How can I better deal with rejection when submitting stories? I feel so demoralized every time I get a "no" back. But it happens to everyone, right?
Absolutely right. Professional rejection is a big part of life for all creative people. If you’re an actor, painter, musician or writer you just have to expect to hear endless no-thank-yous, especially early in your career. And you are NOT alone.
Even the Mighty Have Faced Rejection
Here are some examples of rejections received by well-known authors that should cheer you up.
“…does it have to be a whale? …we recommend an antagonist with a more popular visage among the younger readers. For instance, could not the Captain be struggling with a depravity towards young, perhaps voluptuous, maidens?”
—on Herman Melville's Moby-Dick
“I haven’t the foggiest idea about what the man is trying to say. Apparently, the author intends to be funny.”
—on Joseph Heller's Catch-22
“I rack my brains why a chap should need thirty pages to describe how he turns over in bed before going to sleep.”
—on Marcel Proust's Remembrance of Things Past
“…overwhelmingly nauseating…I recommend that it be buried under a stone for a thousand years.”

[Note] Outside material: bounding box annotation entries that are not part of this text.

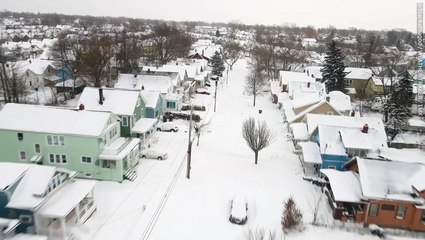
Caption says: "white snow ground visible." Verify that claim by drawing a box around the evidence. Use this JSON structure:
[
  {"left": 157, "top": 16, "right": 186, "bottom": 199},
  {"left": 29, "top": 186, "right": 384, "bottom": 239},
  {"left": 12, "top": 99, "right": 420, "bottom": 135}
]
[{"left": 75, "top": 60, "right": 420, "bottom": 240}]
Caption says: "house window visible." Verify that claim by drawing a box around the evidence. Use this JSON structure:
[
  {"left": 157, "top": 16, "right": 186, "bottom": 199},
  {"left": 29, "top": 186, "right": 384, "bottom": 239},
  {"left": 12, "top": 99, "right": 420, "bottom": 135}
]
[
  {"left": 81, "top": 156, "right": 91, "bottom": 163},
  {"left": 381, "top": 204, "right": 395, "bottom": 211},
  {"left": 19, "top": 151, "right": 27, "bottom": 160},
  {"left": 47, "top": 135, "right": 65, "bottom": 146},
  {"left": 122, "top": 116, "right": 128, "bottom": 127},
  {"left": 102, "top": 160, "right": 117, "bottom": 169},
  {"left": 18, "top": 133, "right": 24, "bottom": 142},
  {"left": 369, "top": 203, "right": 379, "bottom": 217},
  {"left": 395, "top": 206, "right": 407, "bottom": 219},
  {"left": 49, "top": 153, "right": 68, "bottom": 164},
  {"left": 167, "top": 102, "right": 176, "bottom": 108},
  {"left": 34, "top": 143, "right": 41, "bottom": 153},
  {"left": 19, "top": 215, "right": 32, "bottom": 224}
]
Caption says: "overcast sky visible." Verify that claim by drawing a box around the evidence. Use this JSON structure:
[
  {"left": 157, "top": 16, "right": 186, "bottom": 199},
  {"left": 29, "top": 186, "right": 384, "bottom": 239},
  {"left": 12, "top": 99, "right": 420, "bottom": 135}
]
[{"left": 0, "top": 0, "right": 421, "bottom": 32}]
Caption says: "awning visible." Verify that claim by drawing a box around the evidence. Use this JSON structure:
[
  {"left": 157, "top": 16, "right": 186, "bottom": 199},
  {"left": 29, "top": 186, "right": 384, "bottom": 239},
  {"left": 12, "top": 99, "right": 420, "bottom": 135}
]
[
  {"left": 30, "top": 155, "right": 43, "bottom": 163},
  {"left": 131, "top": 118, "right": 158, "bottom": 133},
  {"left": 36, "top": 180, "right": 96, "bottom": 218}
]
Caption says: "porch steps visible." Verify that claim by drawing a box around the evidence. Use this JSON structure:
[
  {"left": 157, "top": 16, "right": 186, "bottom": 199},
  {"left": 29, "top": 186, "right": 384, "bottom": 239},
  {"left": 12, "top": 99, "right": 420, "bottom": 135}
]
[{"left": 124, "top": 169, "right": 137, "bottom": 182}]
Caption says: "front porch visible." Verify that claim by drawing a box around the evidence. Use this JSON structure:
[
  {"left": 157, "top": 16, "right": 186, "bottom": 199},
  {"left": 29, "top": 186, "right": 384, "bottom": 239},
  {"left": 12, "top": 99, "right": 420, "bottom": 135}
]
[{"left": 35, "top": 180, "right": 96, "bottom": 239}]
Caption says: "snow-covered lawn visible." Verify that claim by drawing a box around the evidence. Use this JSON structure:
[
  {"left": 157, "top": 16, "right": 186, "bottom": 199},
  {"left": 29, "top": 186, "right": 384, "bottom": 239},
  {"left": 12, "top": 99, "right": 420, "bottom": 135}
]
[{"left": 75, "top": 60, "right": 420, "bottom": 240}]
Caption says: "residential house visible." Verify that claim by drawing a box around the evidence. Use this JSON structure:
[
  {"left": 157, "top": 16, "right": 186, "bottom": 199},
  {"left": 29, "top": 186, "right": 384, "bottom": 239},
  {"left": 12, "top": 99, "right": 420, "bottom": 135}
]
[
  {"left": 321, "top": 157, "right": 425, "bottom": 231},
  {"left": 0, "top": 163, "right": 96, "bottom": 239},
  {"left": 77, "top": 87, "right": 146, "bottom": 137},
  {"left": 306, "top": 67, "right": 372, "bottom": 98},
  {"left": 115, "top": 74, "right": 183, "bottom": 113},
  {"left": 0, "top": 103, "right": 140, "bottom": 182},
  {"left": 305, "top": 114, "right": 388, "bottom": 170},
  {"left": 298, "top": 142, "right": 322, "bottom": 178}
]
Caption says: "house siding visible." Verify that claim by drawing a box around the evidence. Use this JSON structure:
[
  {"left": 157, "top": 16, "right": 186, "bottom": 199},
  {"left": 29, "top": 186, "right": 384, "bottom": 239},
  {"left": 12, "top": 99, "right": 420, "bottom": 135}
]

—on Vladimir Nabokov's Lolita
“You’re welcome to le Carre—he hasn’t got any future.”
—on John le Carre's The Spy Who Came In From The Cold
Develop a Thick Skin
And, as Harper Lee says, “I would advise anyone who aspires to a writing career that before developing his talent he would be wise to develop a thick hide.”
So take heart. Try to learn from your rejection letters and figure out what you might do better. But if you’re writing about a whale—I’d keep the whale.